Sitting in the lobby of the Sheraton Hotel and Convention Centre in Richmond Hill, Ontario for four days of conference and training, I awoke at 4am and could not get back to sleep even after listening to a full CD's worth of 80's progressive rock and begrudgingly watching some Olympic coverage because my only other choice was an infomercial about an exercise machine that doesn't look nearly as fun as some of the well-toned automatons seem to indicate.

Normally, at such events, I'm loathe to be startled by a wake-up call that rattles through my skull like the demented cross between the bells of St. Mary's and a Nine Inch Nails B-side. On this morning at least, I was not subjected to such an ordeal.

Being lucky enough to have found employment in a career that affords me a long summer vacation (and being a nighthawk by nature) I usually find myself, by the second week of July, waking no earlier than the crack of noon and often getting to sleep after dawn's break. While this morning, as I occasionally glance up past the horizon that is the top of the monitor at the early-risers in their caffeine-induced wanderlust, I am content to live with novelty of having become conscious at a time where, for the past six weeks, I had often remained up to see. In the summer I'm wont to ask friends, "you mean there's a 10am?"

Morning is just wrong in so many ways.

I drift around in a semi-conscious haze and am annoyed by people that are way too happy and energetic for their own good. I would much rather see the stragglers from an all-night run at a club come staggering through the lobby - at least they look how I feel. They've done their best to try and make me comfortable in the Hilton lobby. They've provided me with a complimentary PC to bang away my thoughts (although using IE6 again is a painful experience). They've gone through great pains to create this crazy open feng shui environment that runs an unbroken stretch incorporating the front desk, TV lounge, internet stations, bar, coffee shop and restaurant. But for the restaurant it kind of looks like an upscale Barnes & Noble. I feel so damn cosmopolitan I might just throw up. If I see one more light fixture that looks like it belongs at the MOMA or one piece of smoked glass I may just need a bucket.

If you awake early in the mornings while travelling, it can never be a good thing.
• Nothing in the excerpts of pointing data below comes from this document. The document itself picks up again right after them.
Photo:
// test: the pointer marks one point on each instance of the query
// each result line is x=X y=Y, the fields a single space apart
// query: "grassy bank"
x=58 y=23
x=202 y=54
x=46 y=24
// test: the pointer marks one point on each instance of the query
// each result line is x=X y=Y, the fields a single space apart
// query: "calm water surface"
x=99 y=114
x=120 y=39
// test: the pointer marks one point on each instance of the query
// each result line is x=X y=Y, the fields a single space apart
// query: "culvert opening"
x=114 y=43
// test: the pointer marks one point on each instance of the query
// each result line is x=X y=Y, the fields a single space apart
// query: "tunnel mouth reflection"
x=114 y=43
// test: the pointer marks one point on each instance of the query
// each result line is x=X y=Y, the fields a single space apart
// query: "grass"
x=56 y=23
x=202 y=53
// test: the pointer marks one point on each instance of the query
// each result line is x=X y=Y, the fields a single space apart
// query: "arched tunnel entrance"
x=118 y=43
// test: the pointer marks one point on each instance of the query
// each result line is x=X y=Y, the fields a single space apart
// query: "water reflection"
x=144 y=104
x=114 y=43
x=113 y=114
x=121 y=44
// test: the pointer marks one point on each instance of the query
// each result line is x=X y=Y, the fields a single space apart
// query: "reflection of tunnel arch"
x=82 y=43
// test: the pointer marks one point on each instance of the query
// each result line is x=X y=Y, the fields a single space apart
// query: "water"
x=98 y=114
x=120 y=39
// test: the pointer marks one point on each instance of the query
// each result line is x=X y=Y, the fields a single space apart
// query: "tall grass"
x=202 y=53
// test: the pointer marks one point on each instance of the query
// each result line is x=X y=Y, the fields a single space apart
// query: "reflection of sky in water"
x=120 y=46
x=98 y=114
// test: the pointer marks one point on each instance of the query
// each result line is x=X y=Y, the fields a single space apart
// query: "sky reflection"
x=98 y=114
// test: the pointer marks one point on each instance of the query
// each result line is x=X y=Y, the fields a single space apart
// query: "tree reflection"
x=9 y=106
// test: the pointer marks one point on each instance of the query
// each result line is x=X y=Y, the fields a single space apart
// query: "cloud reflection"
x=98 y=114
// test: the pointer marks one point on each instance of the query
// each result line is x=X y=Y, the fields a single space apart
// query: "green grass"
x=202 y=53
It usually means you have stuff you HAVE to do (and nobody wants to HAVE to do anything), or you evidently didn't try hard enough to have fun the night before.

And as the TV in the lounge shows sports highlights and the overhead cascade of piped-in music plays Aerosmith's "Dream On" (and oh, I so wish I could have dreamed on from 4-8am) , and a Peewee baseball team from Whoknowswheresville tramps in to kill time in front of the TV until they're allowed to check in (it's 7:30 am!), and I frame my vision with a print of a elephant with the title "Kenya" behind the coffee stand barrista, and the lamp beside my monitor screams to be reunited with its Ikea brethren, and most people are dressed WAY better than I am with my "I'm what Willis was talkin' 'bout" tee, I take some solace in looking at the gentleman two PCs over, who, by his body language, seems to get it.